The sharing economy has also caused many issues as it often becomes ambiguous as to what the workers' roles are inside of these gig companies. For example, Uber has had many issues over the debate about if their drivers are considered registered taxi drivers or independent contractors. This debate has caused Uber to have to remove their presence in several locations such as Alaska. Uber stirred up a large controversy in Alaska because if Uber drivers were considered registered taxi drivers, that would mean they would be entitled to receiving workers' compensation insurance. However, if they were considered independent contractors they would not receive these same benefits. Due to all of the disputes, Uber decided to pull their services from the Alaskan market.

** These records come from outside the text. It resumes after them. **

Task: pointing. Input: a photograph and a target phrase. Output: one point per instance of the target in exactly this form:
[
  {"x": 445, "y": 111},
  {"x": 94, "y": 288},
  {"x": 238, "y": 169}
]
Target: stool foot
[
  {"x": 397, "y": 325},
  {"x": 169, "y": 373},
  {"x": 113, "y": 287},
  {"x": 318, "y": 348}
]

It has been discovered that sharing firms have used their power over consumers and labor for unethical business practices. In March 2017, it was shown that Uber used its platform to target regulatory officials. By using software named 'Greyball', Uber was able to make it difficult for officials to get rides on the application. Other schemes implemented by Uber include using its application to show 'phantom' cars nearby to consumers on the app, implying shorter pick-up times than could actually be expected. Uber also changes its contracts and commission clauses so much that it confuses drivers as to their terms of employment. 
The sharing economy has also caused issues because many companies have skyrocketed in this new economy and have almost completely replaced the traditional companies that came before them, that offered the same services. Returning to the Uber example, Uber has faced many problems worldwide due to the fact that it has taken a large chunk of customers away from traditional taxi companies. Uber has also been banned from several countries or districts including China, Taiwan, Italy, and many others. This is mainly due to the fact that countries saw the company as an unfair competition to taxi services and created laws and regulations against Uber to help benefit taxi companies.
A Sharing Economy enables different forms of value exchange and is a hybrid economy. It encompasses the following aspects: swapping, exchanging, collective purchasing, collaborative consumption, shared ownership, shared value, co-operatives, co-creation, recycling, upcycling, re-distribution, trading used goods, renting, borrowing, lending, subscription based models, peer-to-peer, collaborative economy, circular economy, on-demand economy, gig economy, crowd economy, pay-as-you-use economy, wikinomics, peer-to-peer lending, micro financing, micro-entrepreneurship, social media, the Mesh, social enterprise, futurology, crowdfunding, crowdsourcing, cradle-to-cradle, open source, open data, user generated content (UGC) and public services.